The #RealCollege Survey: How Institutions Can Better Understand and Meet Students’ Needs – Jun 25

Posted by Southern Regional Education Board (SREB) on June 23, 2020

June 25, 2020
2:00 pm – 3:00 pm EDT

Student homelessness and food insecurity was already a growing crisis before coronavirus, but the pandemic is making the situation even worse. The 2019 Report (before coronavirus) found that 39% of respondents were food insecure in the prior 30 days; 46% of respondents were housing insecure in the previous year; and 17% of respondents were homeless in the previous year.

The #RealCollege survey is the nation’s largest annual assessment of access to affordable food and housing among college students. Results can be broken down by state and institution, which state systems and individual colleges can use to better understand the degree of housing and food insecurity among their own students. This important information can help in designing appropriate supports for students in need.

Join SREB and The Hope Center at Temple University to learn about findings from the new #RealCollege During the Pandemic report, what you can learn from the upcoming 2020 survey, and how institutions and state systems can distribute the survey to their own students.
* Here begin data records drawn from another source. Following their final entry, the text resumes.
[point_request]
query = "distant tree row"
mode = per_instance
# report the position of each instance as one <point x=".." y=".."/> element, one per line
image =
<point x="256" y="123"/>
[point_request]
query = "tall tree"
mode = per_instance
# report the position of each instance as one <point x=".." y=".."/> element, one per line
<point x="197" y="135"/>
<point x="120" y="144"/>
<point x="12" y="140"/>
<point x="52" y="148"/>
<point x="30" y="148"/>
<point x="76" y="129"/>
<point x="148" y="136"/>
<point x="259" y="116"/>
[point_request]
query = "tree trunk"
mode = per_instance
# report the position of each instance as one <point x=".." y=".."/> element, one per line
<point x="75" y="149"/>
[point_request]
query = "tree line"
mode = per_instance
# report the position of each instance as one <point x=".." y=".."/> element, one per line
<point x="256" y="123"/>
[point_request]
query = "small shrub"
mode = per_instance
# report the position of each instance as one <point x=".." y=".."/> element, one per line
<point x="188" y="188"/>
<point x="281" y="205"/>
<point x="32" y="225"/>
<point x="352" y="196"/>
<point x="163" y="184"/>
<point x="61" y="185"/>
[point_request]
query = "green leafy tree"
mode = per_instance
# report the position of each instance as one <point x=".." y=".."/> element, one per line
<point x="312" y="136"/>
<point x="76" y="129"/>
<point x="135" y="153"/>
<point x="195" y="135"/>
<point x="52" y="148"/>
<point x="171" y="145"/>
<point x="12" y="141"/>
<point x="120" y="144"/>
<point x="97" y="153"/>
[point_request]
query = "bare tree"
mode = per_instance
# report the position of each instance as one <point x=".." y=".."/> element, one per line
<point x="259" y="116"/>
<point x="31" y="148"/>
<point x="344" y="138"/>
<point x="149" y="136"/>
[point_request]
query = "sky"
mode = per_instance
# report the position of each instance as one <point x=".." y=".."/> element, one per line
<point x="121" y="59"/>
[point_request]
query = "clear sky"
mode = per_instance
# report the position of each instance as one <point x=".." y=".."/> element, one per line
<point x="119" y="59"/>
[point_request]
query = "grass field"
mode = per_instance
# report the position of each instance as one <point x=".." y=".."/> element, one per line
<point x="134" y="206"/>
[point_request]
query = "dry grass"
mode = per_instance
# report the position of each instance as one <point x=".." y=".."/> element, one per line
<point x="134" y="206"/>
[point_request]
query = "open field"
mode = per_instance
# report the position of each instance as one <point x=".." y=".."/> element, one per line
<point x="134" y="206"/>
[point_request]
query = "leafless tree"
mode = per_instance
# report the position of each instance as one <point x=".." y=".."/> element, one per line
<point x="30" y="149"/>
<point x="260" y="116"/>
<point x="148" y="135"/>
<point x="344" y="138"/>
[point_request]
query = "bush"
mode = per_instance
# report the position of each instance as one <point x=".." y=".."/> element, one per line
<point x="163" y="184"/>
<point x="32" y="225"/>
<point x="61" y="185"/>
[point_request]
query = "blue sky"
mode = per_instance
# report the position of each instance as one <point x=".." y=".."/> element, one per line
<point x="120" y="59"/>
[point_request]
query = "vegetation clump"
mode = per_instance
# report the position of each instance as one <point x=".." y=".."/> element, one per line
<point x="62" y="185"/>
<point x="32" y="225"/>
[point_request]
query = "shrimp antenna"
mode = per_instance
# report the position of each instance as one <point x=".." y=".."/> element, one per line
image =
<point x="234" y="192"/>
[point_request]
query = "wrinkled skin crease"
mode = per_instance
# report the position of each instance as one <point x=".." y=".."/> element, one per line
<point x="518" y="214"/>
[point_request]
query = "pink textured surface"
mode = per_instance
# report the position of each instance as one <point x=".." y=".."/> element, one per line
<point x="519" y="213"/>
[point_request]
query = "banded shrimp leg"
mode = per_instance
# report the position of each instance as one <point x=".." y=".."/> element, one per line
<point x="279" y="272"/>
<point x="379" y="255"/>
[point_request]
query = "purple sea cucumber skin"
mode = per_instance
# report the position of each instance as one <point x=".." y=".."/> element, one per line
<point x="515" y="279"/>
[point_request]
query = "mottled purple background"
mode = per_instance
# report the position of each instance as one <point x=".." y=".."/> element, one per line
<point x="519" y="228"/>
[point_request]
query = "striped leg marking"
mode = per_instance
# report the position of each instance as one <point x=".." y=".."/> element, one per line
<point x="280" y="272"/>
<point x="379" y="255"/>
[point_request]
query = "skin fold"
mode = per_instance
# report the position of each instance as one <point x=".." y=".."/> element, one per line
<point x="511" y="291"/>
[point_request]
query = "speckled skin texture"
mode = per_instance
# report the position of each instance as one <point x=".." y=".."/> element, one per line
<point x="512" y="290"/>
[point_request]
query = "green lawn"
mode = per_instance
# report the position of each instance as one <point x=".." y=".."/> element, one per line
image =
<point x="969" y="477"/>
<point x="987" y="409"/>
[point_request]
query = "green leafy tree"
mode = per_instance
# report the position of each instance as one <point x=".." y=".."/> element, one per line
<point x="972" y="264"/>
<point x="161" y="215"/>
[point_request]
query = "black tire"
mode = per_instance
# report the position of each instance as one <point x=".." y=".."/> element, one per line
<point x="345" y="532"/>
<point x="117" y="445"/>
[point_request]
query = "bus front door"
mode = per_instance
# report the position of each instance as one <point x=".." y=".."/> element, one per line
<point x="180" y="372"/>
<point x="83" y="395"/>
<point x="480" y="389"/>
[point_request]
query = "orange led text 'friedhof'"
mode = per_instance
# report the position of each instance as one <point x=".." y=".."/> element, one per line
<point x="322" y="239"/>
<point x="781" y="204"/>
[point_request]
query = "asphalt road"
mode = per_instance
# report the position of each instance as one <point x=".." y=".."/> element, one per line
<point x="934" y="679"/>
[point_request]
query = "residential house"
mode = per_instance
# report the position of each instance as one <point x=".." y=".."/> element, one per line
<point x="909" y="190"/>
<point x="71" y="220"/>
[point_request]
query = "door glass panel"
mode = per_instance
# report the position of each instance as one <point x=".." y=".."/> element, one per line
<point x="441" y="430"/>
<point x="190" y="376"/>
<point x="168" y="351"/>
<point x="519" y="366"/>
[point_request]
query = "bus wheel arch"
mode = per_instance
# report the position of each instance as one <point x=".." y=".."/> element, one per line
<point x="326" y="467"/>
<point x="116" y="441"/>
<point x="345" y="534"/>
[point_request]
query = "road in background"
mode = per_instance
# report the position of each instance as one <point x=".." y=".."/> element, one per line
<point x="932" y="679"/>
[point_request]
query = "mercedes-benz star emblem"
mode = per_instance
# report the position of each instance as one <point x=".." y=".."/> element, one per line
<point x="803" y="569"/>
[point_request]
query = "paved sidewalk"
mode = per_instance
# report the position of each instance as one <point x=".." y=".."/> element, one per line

Liz Looker is a senior research project manager at the Hope Center for College, Community, and Justice. Prior to joining the Hope Center, Liz worked in academic and student affairs as the associate director of undergraduate education at the MIT Sloan School of Management. Before working with undergraduates, Liz was the program coordinator of student life and learning in the Executive MBA Program at MIT Sloan. Liz earned an M.Ed. in higher education administration from Suffolk University and a bachelor’s in sociology and fine art from Hampshire College.

Sarah Magnelia is a research project manager at the Hope Center for Community, College, and Justice. Prior to joining the Hope Center, Sarah worked with the College Advising Corps, at KIPP Philadelphia Schools, and in the Office of the Superintendent at the School District of Philadelphia (SDP). Most recently, Sarah served as a project manager in SDP’s Office of Multilingual Curriculum and Programs. Originally from Texas, Sarah holds a Bachelor of Arts in sociology and geography from the University of Texas at Austin and a Master of Public Policy from the University of Michigan’s Gerald R. Ford School of Public Policy.